Koln traffic regulator with parallel computing
Description
Our work started from a project jointly developed by IBM and by the German city of Koln thought to be a first step towards traffic regulation and an efficient exploitation of transport’s resources. In particular, we analyzed a set of mobility data emulated with SUMO, consisting of 394 million records and 20 Gb in size. To reach our goals, we set up a cluster on CloudVeneto made of 5 virtual machines (4 cores and 8 GB RAM each) and created a volume, shared across the instances using a NFS. Moreover, we used Dask to parallelize the tasks.
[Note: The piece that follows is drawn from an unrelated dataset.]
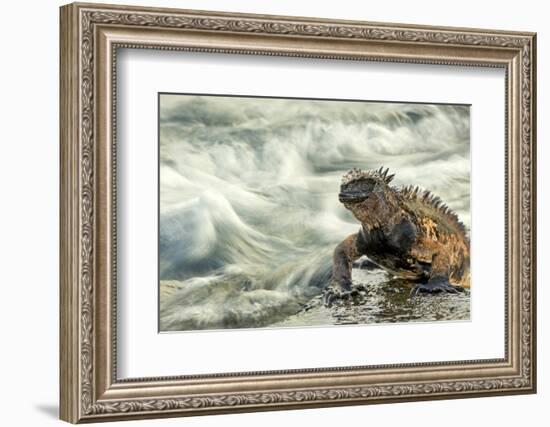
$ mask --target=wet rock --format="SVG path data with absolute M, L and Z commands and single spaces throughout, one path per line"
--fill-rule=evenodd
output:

First, we computed some interesting metrics, comparing the performances using groupby with Dask Dataframe and foldby with Dask Bag. Then, starting with an already processed dataset containg the number of connections to each base station at each time instant, we realized an interactive dashboard, which allows to visualize the number of connections to each base station in a selected time window. With the same dataframe, we also simulated a data stream with streamz, emitting the information related to a specific time instant one next to the other and updating some plots on the fly. Finally, we performed some benchmarks on a pruned version of the dataset (~ 1 GB), trying different values of the main parameters of our setup, such as the number of files in the import of the data, the number of workers for each machine, the number of threads per worker and the block size used to read and import the data.